On the northern side of the Moskwa River, near the Kremlin, there stands the world's tallest Orthodox Christian Church, the Cathedral of Christ the Saviour. It looks centuries old, but it was just built in 2000. For the second time. Here's how it happened.

Adolph Norten: Napoleon's retreat from Moscow, 1851

December 14 in 1812 was a really significant day in Russia: Napoleon Bonaparte and his 600,000 soldiers left Moscow. On 25 December Emperor Alexander I signed a manifest, declaring his purpose to build a cathedral in honor of Christ the Savior for saving Russia. It took a very long time to begin the actual work. Its design was finally approved twenty years later, by the new Tsar, Nicholas I. The architect was his favourite, Konstantin Thon. The Tzar chose a new site in 1837, near the Kremlin, where the first cornerstone was finally laid in 1839.

via Wikimedia Commons

The construction plan, by K.A.Ton

via the Cathedral's Official Homepage

Building the Cathedral (on the background), 1852

The place was consecrated 44 years later, on May 26. 1883, the same day Alexander III was crowned.

Photo: Roger Fenton, via Wikipedia Commons

An american photograph from the 1890s

via OldMoscow

Inside, in the 1920s

There were more than a thousand square meters of Carrara marble, lots of paintings from the best Russian painters including Vasily Surikov and Vasily Vereshchagin, who was quite famous abroad.

via OldMoscow

Removing the Golden Dome, 1931

In the 1920s, because of Soviet state atheism (and the good view from the Kremlin), Joseph Stalin wanted to demolish the Church. His idea was to build a huge monument (The Palace of Soviets) in its place.
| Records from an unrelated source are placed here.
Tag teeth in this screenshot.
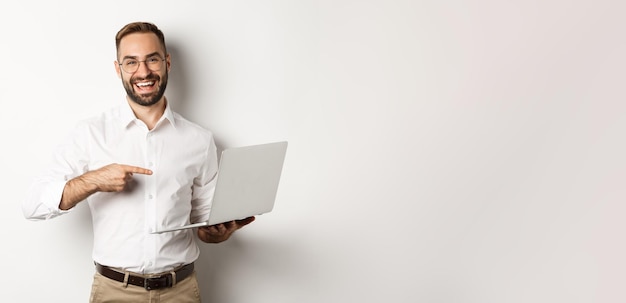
[137,82,154,87]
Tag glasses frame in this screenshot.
[117,55,167,74]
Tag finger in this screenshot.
[235,216,256,228]
[122,165,152,175]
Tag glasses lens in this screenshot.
[122,59,139,73]
[122,57,163,74]
[146,57,162,72]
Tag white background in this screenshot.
[0,0,626,303]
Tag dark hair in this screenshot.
[115,22,167,58]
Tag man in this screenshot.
[23,22,254,303]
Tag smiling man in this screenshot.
[22,22,254,303]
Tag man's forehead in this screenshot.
[119,33,164,57]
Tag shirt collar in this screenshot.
[120,99,176,128]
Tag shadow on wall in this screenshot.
[165,41,224,160]
[196,235,302,302]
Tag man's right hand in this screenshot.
[59,164,152,210]
[80,164,152,192]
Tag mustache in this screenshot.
[130,74,161,83]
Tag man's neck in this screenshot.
[126,97,167,130]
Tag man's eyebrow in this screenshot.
[122,52,163,60]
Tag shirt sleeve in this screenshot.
[190,136,218,223]
[22,121,88,220]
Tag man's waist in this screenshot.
[94,262,194,290]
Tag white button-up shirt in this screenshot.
[23,103,217,274]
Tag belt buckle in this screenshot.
[143,274,172,290]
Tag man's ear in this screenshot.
[113,61,122,79]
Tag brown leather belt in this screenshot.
[96,263,193,290]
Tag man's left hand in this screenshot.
[198,216,255,243]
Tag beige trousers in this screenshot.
[89,272,200,303]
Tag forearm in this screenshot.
[59,173,98,210]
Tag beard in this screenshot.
[122,71,167,106]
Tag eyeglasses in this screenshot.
[119,56,165,74]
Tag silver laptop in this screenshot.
[152,141,287,234]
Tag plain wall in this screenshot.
[0,0,626,303]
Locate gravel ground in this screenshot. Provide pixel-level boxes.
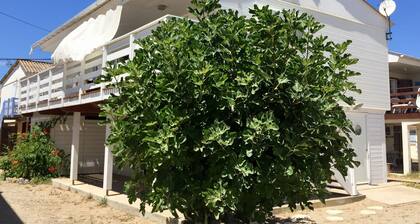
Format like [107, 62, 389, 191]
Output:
[0, 182, 420, 224]
[0, 182, 151, 224]
[279, 195, 420, 224]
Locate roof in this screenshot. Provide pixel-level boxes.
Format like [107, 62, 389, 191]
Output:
[18, 60, 52, 74]
[32, 0, 111, 49]
[0, 59, 53, 83]
[363, 0, 387, 19]
[32, 0, 386, 49]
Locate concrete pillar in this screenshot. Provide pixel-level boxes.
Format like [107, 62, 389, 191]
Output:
[401, 122, 411, 175]
[416, 126, 420, 171]
[70, 112, 80, 185]
[103, 124, 114, 195]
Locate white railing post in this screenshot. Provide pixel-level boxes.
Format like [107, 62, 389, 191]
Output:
[34, 74, 41, 109]
[70, 112, 81, 185]
[401, 122, 411, 175]
[16, 79, 22, 114]
[77, 59, 86, 104]
[47, 69, 53, 107]
[103, 124, 114, 195]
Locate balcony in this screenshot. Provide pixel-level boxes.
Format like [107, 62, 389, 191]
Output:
[17, 15, 175, 114]
[385, 85, 420, 120]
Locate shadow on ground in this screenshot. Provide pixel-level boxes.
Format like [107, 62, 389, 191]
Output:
[0, 192, 23, 224]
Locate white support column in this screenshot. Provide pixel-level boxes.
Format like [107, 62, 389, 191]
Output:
[103, 124, 114, 195]
[401, 122, 411, 175]
[100, 46, 108, 99]
[70, 112, 80, 185]
[129, 34, 135, 60]
[347, 168, 359, 196]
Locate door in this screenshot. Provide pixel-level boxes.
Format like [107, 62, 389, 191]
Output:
[347, 113, 369, 184]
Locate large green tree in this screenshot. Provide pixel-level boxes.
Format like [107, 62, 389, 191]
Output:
[102, 0, 358, 222]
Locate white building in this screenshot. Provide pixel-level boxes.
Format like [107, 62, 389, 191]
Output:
[385, 52, 420, 174]
[18, 0, 390, 200]
[0, 59, 52, 149]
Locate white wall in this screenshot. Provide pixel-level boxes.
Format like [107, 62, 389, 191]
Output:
[31, 115, 105, 174]
[222, 0, 390, 111]
[222, 0, 390, 183]
[0, 66, 25, 111]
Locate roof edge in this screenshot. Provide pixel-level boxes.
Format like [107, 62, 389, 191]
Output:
[32, 0, 112, 49]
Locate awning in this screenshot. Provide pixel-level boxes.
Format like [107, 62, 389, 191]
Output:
[52, 5, 123, 63]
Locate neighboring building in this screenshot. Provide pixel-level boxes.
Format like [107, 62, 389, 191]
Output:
[0, 59, 52, 150]
[385, 52, 420, 174]
[14, 0, 390, 194]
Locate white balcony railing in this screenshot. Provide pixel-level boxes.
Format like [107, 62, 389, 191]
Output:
[17, 15, 175, 114]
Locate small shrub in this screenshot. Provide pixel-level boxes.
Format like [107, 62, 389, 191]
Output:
[0, 126, 66, 182]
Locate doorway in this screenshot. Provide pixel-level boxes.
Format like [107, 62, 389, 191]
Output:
[348, 113, 369, 184]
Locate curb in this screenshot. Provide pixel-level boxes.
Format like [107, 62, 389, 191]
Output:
[52, 179, 181, 224]
[273, 194, 366, 215]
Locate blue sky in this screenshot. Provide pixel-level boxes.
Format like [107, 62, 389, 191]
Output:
[0, 0, 420, 77]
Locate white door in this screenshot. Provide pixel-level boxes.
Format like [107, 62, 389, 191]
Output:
[347, 113, 369, 183]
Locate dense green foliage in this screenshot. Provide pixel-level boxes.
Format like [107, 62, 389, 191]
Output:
[102, 0, 358, 222]
[0, 126, 66, 179]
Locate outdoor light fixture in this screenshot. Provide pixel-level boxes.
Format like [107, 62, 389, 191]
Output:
[379, 0, 397, 40]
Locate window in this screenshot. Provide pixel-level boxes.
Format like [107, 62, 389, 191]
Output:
[408, 130, 417, 143]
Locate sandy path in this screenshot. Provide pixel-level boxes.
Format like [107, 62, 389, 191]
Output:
[279, 198, 420, 224]
[0, 182, 151, 224]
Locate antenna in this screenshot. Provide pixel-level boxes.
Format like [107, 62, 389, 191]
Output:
[379, 0, 397, 40]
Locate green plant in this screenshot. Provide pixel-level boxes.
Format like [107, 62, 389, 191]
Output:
[0, 125, 66, 179]
[102, 0, 359, 223]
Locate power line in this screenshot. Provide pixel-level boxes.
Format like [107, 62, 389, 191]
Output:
[0, 58, 51, 61]
[0, 11, 51, 32]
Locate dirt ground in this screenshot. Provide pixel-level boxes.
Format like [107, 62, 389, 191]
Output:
[0, 182, 420, 224]
[0, 182, 151, 224]
[279, 196, 420, 224]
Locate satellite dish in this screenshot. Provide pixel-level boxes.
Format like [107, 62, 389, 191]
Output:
[379, 0, 397, 17]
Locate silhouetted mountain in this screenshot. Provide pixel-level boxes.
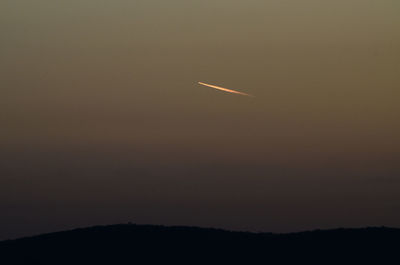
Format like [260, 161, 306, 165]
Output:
[0, 224, 400, 265]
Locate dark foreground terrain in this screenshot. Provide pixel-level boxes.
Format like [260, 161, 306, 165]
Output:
[0, 224, 400, 265]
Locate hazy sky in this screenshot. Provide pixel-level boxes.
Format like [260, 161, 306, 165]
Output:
[0, 0, 400, 239]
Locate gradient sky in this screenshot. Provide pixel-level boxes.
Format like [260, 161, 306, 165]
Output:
[0, 0, 400, 239]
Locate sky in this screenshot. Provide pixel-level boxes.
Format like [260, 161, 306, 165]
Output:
[0, 0, 400, 240]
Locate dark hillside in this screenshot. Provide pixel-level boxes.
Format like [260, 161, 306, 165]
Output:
[0, 224, 400, 265]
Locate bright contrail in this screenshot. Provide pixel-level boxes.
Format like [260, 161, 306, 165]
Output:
[198, 82, 253, 97]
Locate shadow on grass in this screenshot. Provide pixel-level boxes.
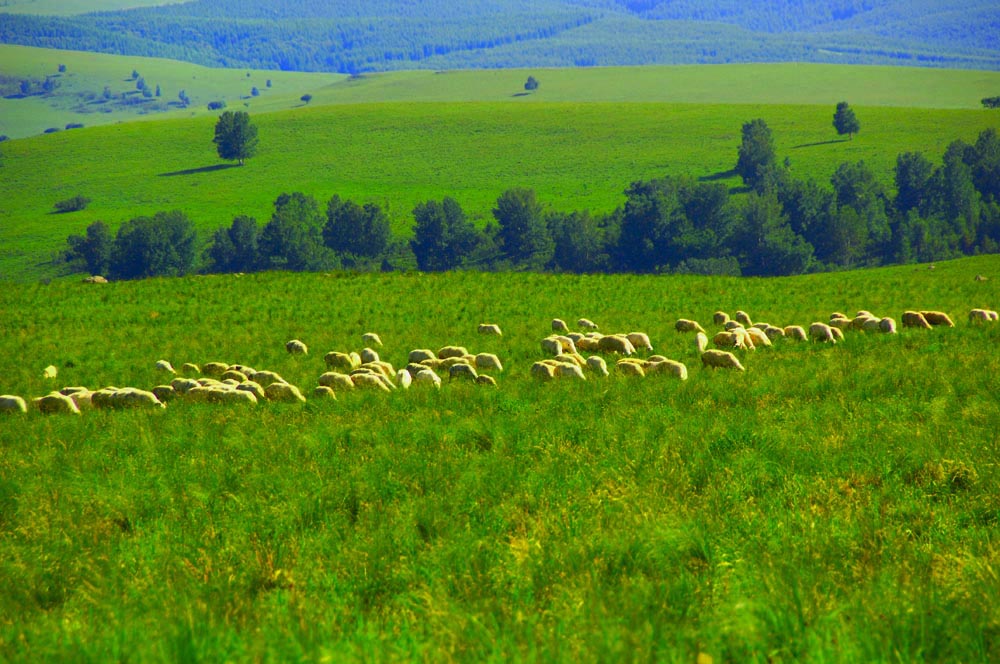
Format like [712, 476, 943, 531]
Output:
[792, 138, 848, 150]
[698, 168, 736, 182]
[160, 164, 239, 178]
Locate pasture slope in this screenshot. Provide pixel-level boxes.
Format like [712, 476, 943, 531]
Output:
[0, 256, 1000, 662]
[0, 102, 1000, 281]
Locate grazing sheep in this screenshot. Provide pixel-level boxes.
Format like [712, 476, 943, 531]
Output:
[744, 327, 771, 348]
[674, 318, 705, 332]
[625, 332, 653, 350]
[597, 334, 635, 355]
[785, 325, 808, 341]
[151, 385, 177, 408]
[694, 332, 708, 353]
[920, 311, 955, 327]
[646, 358, 687, 380]
[0, 394, 28, 413]
[264, 383, 306, 403]
[31, 392, 80, 415]
[285, 339, 309, 355]
[448, 362, 479, 381]
[317, 371, 354, 391]
[156, 360, 177, 374]
[407, 348, 437, 364]
[476, 374, 497, 387]
[701, 349, 746, 371]
[253, 371, 288, 389]
[615, 358, 646, 378]
[475, 353, 503, 371]
[438, 346, 469, 360]
[587, 355, 608, 376]
[170, 378, 199, 394]
[903, 311, 931, 330]
[531, 362, 556, 380]
[201, 362, 229, 377]
[542, 335, 562, 355]
[313, 385, 337, 401]
[809, 323, 837, 344]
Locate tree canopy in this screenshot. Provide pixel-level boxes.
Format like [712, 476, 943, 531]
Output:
[213, 111, 257, 166]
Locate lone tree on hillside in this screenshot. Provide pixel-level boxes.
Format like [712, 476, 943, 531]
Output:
[735, 118, 777, 187]
[833, 101, 861, 140]
[213, 111, 257, 166]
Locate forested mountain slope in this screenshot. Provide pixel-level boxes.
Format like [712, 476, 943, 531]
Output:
[0, 0, 1000, 73]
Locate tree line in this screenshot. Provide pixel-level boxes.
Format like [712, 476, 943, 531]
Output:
[66, 120, 1000, 279]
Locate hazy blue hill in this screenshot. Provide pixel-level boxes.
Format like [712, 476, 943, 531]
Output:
[0, 0, 1000, 73]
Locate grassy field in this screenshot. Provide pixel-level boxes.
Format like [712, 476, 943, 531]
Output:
[0, 45, 1000, 138]
[0, 103, 1000, 280]
[0, 256, 1000, 662]
[0, 44, 346, 138]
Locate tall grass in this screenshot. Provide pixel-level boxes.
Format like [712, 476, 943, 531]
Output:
[0, 257, 1000, 662]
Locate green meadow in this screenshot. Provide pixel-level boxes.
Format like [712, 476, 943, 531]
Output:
[0, 102, 1000, 280]
[0, 256, 1000, 662]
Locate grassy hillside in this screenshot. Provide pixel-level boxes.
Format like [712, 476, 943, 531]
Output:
[0, 45, 1000, 138]
[0, 256, 1000, 662]
[0, 45, 346, 138]
[0, 103, 1000, 279]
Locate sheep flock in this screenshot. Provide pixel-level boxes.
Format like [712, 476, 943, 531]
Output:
[0, 308, 1000, 415]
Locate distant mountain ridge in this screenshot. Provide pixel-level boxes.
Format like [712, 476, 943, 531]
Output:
[0, 0, 1000, 73]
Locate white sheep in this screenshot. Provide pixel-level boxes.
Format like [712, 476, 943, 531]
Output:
[809, 323, 839, 344]
[0, 394, 28, 413]
[597, 334, 635, 355]
[920, 311, 955, 327]
[476, 353, 503, 371]
[361, 332, 382, 348]
[285, 339, 309, 355]
[701, 348, 746, 371]
[625, 332, 653, 350]
[784, 325, 808, 341]
[313, 385, 337, 401]
[903, 311, 931, 330]
[674, 318, 705, 332]
[587, 355, 608, 376]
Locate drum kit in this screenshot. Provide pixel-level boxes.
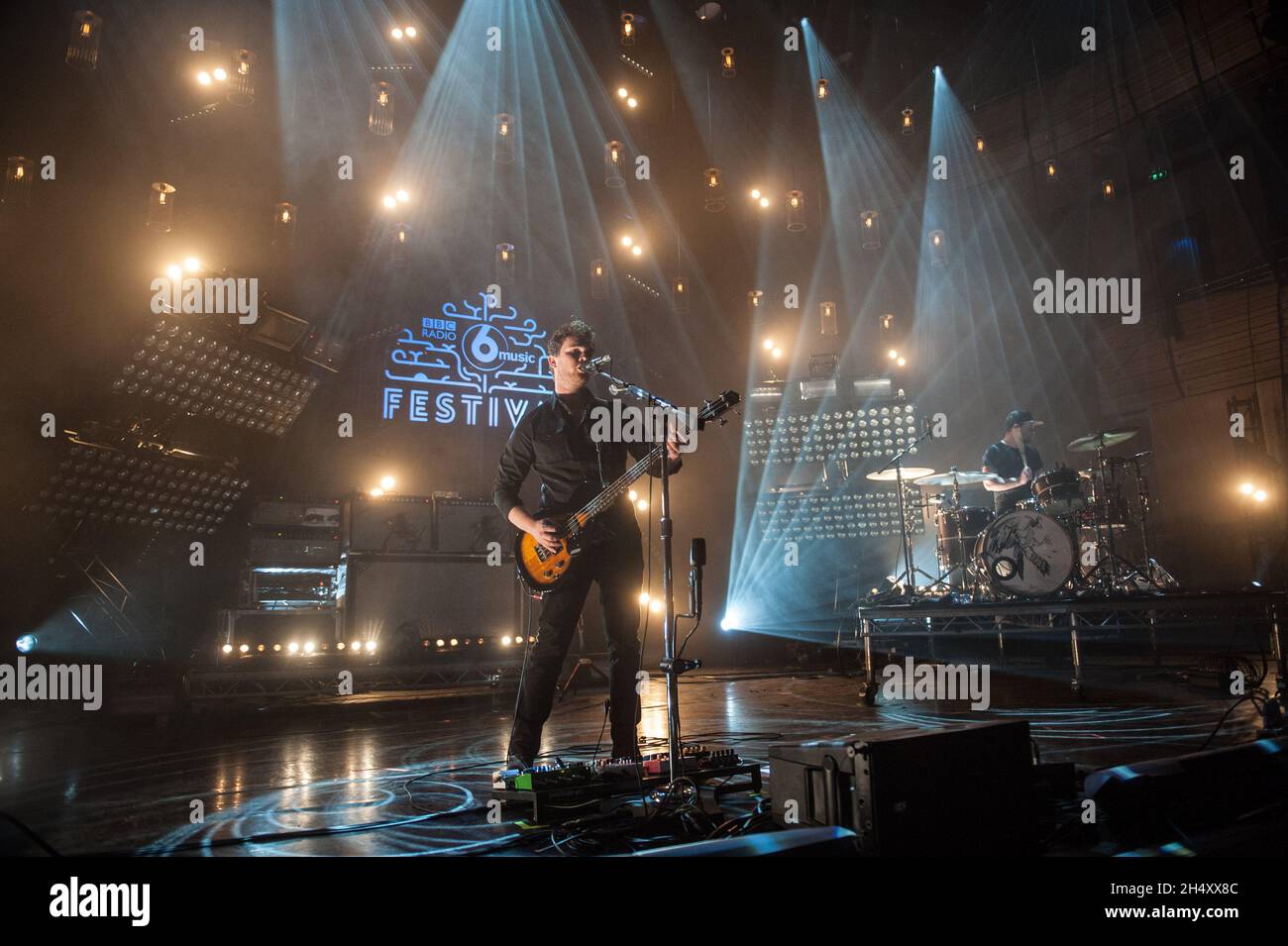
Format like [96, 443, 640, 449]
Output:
[870, 430, 1176, 601]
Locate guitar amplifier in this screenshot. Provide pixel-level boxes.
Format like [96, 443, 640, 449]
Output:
[434, 493, 515, 555]
[342, 493, 434, 555]
[769, 719, 1037, 857]
[250, 497, 340, 532]
[248, 526, 340, 568]
[340, 555, 523, 644]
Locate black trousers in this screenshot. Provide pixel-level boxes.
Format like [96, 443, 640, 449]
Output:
[510, 534, 644, 760]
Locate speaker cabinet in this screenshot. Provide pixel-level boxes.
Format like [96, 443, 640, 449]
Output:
[343, 493, 434, 555]
[340, 555, 522, 653]
[769, 719, 1037, 857]
[434, 494, 515, 555]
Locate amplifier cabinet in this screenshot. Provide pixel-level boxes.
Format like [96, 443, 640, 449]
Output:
[769, 719, 1037, 857]
[340, 555, 523, 657]
[250, 497, 340, 532]
[434, 493, 516, 555]
[342, 493, 434, 555]
[248, 528, 340, 567]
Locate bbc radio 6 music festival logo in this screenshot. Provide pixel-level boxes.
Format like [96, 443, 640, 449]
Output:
[381, 292, 551, 429]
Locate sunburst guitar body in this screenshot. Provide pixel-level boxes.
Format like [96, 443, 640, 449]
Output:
[514, 391, 739, 597]
[514, 512, 589, 597]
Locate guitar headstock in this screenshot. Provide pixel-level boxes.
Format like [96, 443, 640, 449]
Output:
[698, 391, 742, 430]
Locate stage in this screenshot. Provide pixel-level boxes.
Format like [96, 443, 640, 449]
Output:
[0, 646, 1271, 857]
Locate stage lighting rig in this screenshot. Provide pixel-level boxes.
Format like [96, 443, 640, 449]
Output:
[743, 401, 917, 466]
[702, 167, 725, 214]
[859, 210, 881, 250]
[368, 82, 394, 137]
[112, 310, 318, 436]
[67, 10, 103, 72]
[755, 484, 926, 542]
[147, 180, 177, 233]
[25, 425, 250, 536]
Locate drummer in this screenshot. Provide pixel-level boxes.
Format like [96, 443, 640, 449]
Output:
[980, 410, 1042, 515]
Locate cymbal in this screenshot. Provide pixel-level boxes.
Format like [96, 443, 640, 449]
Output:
[1065, 427, 1140, 453]
[917, 470, 993, 486]
[868, 466, 934, 482]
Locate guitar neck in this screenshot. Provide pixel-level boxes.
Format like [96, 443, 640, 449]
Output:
[567, 444, 666, 536]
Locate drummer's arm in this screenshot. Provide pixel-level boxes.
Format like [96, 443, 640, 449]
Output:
[983, 466, 1030, 493]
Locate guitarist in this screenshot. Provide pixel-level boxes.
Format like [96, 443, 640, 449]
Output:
[980, 410, 1042, 515]
[492, 319, 680, 769]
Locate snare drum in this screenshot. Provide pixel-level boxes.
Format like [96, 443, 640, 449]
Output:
[1033, 466, 1087, 516]
[975, 510, 1077, 597]
[935, 506, 993, 572]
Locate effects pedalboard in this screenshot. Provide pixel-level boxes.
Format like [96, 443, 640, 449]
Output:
[492, 745, 761, 821]
[492, 745, 742, 791]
On February 1930, the OGPU asked the Central Executive Committee to remove the golden domes from the top of the building.

via OldMoscow

Removing the other valuable parts: marble stairs and walls, altairs, paintings, gold and sculptures, 1930-1931

The other valuable parts of the Cathedral were removed later in 1930 and 1931 (you can see it in this video). These sculptures and other remnants from the destroyed Soviet monasteries were moved to the Donskoy Monastery. The marble walls were used in nearby Moscow Metro stations.

via OldMoscow

Demolition, December 5, 1931

via OldMoscow

The Palace Of The Soviets

The neoclassical concept was created by Boris Iofan, Vladimir Gelfreikh and Vladmir Shchuko.

The steel frame on the contruction plans

The building site

The construction started before WWII in 1937, but stopped four years later because of the Nazi invasion. The used steel frame was already cut, but was repurposed for use in bridges and significant buildings. If the Palace had been built, it would have become the tallest building in the world with an awesome, 415 m high roof, (495 m with the antenna spire). It would only have been surpassed by the 442 meter high Willis Tower's (formerly Sears Tower) completion in 1973.

via OldMoscow

The Moskva Pool

The abandoned site of the Palace was empty for almost two decades, but in the '50s, the Soviets converted it to the world's largest open-air swimming pool. It existed from 1958 to 1995, and was open all year long.

via Wikipedia and Architip

Rebuilding the Old Cathedral

In 1990, the Russian Orthodox Church wanted to rebuild the old Cathedral of Christ the Savior. They received permission from the government, and in 1992 a construction fund was started. More than one million Russians donated money, so in 1995 the Moskva Pool was destroyed, and they started to build the new Cathedral.

(via Travelavenue.fr)

The construction began, 1995

The architect was Aleksey Denisov, but he was replaced by Zurab Tsereteli, who changed the marble reliefs to bronze ones. The complete Cathedral of Christ the Savior was consecrated on Transfiguration Day, 19 August 2000.